Ernesto Paolillo, były Dyrektor Generalny Interu, udzielił wywiadu dla TMW Radio. Włoch był mocno zaniepokojony sytuacją finansową, w jakiej znalazł się jego były pracodawca.
- Jestem szczerze zmartwiony o ostatnie poczynania Interu. Wiedząc, że już teraz mają problemy z pensjami budzi niepokój. Wiedząc, że prędko nie będzie przychodów, zbliżają się deadline oraz polityka rządu Chin raczej nie ulegnie zmianie będzie bardzo ciężko znaleźć rozwiązanie sytuacji. Jeśli kupujący wie, że sprzedawca musi sprzedać to będzie oferował wiele mniejsze kwoty.

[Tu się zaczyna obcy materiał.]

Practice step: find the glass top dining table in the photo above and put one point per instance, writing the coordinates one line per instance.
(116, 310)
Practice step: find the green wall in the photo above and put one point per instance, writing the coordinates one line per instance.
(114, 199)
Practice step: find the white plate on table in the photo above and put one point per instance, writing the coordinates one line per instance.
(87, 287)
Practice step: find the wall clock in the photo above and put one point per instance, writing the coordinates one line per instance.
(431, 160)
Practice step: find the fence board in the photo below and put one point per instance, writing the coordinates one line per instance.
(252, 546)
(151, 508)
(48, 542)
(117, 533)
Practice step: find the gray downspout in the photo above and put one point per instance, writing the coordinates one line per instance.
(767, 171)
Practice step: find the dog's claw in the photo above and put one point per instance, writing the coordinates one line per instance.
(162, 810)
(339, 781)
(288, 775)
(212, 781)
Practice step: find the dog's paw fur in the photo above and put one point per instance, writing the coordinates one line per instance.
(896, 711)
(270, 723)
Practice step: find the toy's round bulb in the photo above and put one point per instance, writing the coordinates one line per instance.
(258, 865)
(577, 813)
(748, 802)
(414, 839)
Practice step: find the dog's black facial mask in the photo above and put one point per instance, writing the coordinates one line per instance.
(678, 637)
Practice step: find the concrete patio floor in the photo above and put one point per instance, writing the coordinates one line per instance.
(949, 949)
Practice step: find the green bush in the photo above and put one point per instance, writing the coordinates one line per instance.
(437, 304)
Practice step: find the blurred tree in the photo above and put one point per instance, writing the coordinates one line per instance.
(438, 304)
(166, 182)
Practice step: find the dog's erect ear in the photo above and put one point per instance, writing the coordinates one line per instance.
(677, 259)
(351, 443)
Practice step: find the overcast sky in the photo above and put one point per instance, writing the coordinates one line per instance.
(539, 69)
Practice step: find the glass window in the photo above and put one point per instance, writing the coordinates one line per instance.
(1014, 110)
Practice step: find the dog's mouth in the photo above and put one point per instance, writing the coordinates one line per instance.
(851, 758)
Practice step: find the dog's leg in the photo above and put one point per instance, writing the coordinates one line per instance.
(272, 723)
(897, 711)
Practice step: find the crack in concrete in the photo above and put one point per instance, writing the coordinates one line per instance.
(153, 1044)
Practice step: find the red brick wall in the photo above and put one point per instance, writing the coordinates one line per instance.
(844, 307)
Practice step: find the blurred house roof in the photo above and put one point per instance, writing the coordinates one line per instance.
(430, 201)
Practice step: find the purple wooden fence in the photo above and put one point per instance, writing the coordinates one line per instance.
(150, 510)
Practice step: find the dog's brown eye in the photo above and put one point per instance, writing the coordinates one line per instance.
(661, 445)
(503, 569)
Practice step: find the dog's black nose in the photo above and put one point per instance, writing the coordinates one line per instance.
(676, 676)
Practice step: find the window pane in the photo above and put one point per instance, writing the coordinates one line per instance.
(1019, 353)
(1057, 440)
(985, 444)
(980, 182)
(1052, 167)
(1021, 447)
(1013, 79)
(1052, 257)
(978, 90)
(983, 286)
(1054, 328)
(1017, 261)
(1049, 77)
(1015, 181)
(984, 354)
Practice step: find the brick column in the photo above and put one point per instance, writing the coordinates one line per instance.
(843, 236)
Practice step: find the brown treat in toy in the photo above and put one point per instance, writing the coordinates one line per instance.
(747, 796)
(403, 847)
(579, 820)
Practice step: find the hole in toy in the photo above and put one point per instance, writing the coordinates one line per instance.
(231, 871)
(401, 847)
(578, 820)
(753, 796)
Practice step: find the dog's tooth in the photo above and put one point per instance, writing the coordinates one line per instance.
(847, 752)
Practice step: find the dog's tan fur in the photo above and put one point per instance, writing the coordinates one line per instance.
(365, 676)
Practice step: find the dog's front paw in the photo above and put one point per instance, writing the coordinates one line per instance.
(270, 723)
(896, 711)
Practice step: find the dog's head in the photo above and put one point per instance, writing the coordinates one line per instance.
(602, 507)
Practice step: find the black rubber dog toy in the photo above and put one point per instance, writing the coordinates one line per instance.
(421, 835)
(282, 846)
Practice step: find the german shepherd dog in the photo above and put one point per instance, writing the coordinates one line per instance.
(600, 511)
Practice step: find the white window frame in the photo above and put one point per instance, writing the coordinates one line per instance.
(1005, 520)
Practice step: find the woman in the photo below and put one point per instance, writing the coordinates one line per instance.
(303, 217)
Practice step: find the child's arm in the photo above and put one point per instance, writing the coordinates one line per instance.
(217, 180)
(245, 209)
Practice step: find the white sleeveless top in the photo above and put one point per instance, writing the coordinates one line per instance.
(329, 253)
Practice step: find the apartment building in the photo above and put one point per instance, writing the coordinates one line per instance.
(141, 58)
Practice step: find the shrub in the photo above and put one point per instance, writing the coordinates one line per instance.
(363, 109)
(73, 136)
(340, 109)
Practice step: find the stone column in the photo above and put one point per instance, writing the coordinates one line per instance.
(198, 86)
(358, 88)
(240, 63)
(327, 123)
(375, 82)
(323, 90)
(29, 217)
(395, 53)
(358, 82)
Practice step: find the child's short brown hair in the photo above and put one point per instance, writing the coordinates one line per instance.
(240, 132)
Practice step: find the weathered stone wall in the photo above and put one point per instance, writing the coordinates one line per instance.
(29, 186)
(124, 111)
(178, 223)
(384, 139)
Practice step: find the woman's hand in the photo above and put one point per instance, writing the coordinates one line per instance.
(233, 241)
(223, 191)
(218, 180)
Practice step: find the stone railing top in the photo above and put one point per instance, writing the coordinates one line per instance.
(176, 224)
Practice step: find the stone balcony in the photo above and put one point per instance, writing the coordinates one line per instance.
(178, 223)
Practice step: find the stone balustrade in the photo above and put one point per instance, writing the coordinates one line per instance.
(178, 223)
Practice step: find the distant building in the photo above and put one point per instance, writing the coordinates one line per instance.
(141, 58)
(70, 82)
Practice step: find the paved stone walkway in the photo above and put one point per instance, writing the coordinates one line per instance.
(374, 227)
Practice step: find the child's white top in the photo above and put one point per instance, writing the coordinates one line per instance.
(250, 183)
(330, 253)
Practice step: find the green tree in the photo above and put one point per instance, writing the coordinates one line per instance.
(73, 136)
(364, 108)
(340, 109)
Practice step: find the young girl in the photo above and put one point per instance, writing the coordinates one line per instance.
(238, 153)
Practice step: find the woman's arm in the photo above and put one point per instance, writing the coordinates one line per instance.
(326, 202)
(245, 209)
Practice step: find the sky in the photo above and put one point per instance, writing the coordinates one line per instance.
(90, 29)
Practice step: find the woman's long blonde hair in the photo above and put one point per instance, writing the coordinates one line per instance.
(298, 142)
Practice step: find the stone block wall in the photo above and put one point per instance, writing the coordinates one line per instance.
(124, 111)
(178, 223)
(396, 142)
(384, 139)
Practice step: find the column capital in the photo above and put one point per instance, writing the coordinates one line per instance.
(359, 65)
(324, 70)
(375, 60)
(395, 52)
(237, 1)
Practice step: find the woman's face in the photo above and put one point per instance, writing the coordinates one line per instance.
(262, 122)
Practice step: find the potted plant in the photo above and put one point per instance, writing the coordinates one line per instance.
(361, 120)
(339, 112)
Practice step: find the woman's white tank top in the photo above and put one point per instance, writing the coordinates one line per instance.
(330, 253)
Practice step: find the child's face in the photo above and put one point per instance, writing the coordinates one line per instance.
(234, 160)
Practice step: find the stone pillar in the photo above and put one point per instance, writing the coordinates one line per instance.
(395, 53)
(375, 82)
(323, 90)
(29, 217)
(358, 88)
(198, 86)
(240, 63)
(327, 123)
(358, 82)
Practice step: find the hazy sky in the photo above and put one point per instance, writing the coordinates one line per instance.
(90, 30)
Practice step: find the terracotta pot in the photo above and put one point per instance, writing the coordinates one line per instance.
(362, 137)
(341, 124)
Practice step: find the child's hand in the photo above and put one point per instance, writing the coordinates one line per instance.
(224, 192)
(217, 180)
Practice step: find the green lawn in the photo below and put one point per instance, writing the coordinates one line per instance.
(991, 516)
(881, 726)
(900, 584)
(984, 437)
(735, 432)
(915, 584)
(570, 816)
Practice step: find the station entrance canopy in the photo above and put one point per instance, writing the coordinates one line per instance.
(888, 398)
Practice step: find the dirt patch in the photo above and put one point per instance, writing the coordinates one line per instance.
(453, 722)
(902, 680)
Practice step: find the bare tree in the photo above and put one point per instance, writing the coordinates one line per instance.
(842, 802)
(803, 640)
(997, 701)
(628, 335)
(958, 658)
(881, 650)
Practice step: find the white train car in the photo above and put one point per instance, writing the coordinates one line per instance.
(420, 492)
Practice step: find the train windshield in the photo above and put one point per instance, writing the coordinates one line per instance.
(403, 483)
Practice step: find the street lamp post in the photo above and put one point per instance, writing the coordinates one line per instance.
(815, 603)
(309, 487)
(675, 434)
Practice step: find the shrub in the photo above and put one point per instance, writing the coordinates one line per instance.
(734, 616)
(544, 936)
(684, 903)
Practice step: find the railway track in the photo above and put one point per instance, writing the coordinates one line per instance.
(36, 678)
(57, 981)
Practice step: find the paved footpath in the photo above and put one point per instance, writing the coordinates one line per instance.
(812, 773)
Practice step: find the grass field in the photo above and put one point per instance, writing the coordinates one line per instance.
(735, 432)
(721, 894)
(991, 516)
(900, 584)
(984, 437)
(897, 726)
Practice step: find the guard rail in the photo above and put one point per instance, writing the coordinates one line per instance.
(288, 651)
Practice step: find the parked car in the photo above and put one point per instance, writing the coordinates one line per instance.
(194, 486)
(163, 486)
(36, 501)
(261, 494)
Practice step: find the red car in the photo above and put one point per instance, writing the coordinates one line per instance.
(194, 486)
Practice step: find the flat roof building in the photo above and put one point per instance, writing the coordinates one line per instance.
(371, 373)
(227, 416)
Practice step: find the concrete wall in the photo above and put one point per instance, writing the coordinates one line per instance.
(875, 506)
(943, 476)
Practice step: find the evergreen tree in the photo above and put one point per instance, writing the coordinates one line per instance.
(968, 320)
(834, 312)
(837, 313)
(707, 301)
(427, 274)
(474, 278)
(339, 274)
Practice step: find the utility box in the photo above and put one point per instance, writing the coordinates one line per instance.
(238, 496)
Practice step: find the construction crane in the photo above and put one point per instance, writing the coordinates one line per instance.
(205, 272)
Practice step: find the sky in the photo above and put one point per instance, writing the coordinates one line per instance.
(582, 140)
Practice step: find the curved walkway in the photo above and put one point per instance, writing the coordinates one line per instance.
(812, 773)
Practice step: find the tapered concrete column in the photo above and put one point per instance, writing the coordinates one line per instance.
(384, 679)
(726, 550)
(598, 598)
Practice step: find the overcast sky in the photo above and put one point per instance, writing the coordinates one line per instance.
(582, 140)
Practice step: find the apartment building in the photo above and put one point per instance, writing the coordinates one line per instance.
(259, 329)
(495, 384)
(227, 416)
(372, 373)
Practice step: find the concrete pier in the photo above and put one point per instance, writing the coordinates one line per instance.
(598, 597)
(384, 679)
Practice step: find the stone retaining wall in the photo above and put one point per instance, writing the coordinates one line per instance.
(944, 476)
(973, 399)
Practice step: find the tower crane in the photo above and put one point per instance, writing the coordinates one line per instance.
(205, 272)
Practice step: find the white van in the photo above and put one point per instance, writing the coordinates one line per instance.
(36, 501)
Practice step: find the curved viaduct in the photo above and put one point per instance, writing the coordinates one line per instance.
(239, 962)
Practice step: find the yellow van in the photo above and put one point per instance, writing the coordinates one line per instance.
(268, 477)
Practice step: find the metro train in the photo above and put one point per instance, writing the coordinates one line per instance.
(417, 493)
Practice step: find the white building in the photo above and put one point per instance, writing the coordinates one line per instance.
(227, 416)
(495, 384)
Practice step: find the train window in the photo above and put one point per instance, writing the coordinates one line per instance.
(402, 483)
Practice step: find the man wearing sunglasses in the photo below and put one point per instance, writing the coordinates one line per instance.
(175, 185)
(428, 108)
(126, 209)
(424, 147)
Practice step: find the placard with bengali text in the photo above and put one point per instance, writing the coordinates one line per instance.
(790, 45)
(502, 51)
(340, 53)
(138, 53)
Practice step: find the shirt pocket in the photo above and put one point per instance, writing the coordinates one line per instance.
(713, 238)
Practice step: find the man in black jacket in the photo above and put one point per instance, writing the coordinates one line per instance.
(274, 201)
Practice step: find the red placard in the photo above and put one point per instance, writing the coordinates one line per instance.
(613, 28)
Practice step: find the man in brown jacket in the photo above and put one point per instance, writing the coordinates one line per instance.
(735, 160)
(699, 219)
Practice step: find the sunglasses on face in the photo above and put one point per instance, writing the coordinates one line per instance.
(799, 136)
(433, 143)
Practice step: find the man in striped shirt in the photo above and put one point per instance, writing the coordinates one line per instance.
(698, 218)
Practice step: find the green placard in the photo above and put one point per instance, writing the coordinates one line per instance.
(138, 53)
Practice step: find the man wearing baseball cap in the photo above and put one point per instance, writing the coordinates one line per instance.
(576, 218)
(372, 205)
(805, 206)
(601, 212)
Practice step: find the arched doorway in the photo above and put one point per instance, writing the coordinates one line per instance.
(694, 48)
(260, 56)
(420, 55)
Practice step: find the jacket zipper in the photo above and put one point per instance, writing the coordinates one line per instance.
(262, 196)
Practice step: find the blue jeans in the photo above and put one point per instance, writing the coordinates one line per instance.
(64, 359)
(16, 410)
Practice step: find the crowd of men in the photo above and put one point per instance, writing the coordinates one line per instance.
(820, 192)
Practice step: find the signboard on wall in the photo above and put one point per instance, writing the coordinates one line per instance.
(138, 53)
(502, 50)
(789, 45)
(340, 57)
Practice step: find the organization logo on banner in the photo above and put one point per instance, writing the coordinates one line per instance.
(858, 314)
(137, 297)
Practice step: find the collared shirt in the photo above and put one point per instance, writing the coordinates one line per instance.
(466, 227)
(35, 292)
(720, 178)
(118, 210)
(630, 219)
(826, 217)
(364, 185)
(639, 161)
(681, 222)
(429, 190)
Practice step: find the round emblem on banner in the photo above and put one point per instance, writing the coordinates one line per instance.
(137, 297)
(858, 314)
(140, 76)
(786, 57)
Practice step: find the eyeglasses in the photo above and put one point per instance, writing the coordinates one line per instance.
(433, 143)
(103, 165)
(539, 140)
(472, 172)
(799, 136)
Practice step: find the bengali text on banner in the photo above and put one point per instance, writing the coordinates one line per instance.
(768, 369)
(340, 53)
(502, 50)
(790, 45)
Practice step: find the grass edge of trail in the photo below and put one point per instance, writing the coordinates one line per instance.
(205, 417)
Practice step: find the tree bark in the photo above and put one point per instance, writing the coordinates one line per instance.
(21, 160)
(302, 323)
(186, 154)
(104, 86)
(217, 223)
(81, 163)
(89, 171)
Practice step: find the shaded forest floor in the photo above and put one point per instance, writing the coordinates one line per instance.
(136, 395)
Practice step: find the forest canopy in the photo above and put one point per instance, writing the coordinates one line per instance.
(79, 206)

Czemu Chiny podjęły taką decyzję w tak krótkim czasie?
- Podstawą zawsze jest COVID. Ich PKB jest bardzo dobre, ale i tak bardzo ucierpiało w stosunku do normalnego trendu. W tej sytuacji musieli uciąć inwestycje i wydatki, które nie przynoszą bezpośrednich zysków do Chin.
Czy piłkarze będą musieli obciąć swoje zarobki?
- Z pewnością. Jeśli strony nie usiądą do rozmów to nie rozwiążą swoich problemów. W futbolu mamy do czynienia z różnicami podatkowymi pomiędzy krajami. Myślę, że wkrótce włoski futbol bardzo mocno straci na konkurencyjności - będziemy musieli zrezygnować z pewnych pensji, których nie będziemy już w stanie zapłacić we Włoszech. Kluby będą upadać, a to tylko krok od spraw sądowych. Tylko w Serie A jest już 10 takich spraw.
Które zespoły w Serie A lubisz oglądać?
- Będę szczery - naprawdę lubię Atalantę, ale też Milan...
Mocne słowa z ust fana Interu...
- Niestety, tak to wygląda. Jeśli mówimy o dobrym futbolu to musi to wybrzmieć.
Czy włoscy właściciele klubu będą znikać?
- Tak myślę. Częściowo przez to, że włoska sytuacja ekonomiczna sprawia, że przedsiębiorcy nie mogą sobie pozwolić na luksus posiadania i zarządzania klubem piłkarskim, a częściowo zmusza ich do sprzedaży sytuacja. Przybywają fundusze zagraniczne, ale one niewiele mają wspólnego z mentalnością Włochów.
Czy Inter i Milan będą w stanie zbudować nowy stadion?
- Milan musi wiedzieć, czy druga strona będzie skłonna na taki wydatek. Dzisiejsza sytuacja jest taka, że Inter ma problem z opłaceniem pensji. Nie wyobrażam sobie w tej chwili myśleć o stadionie.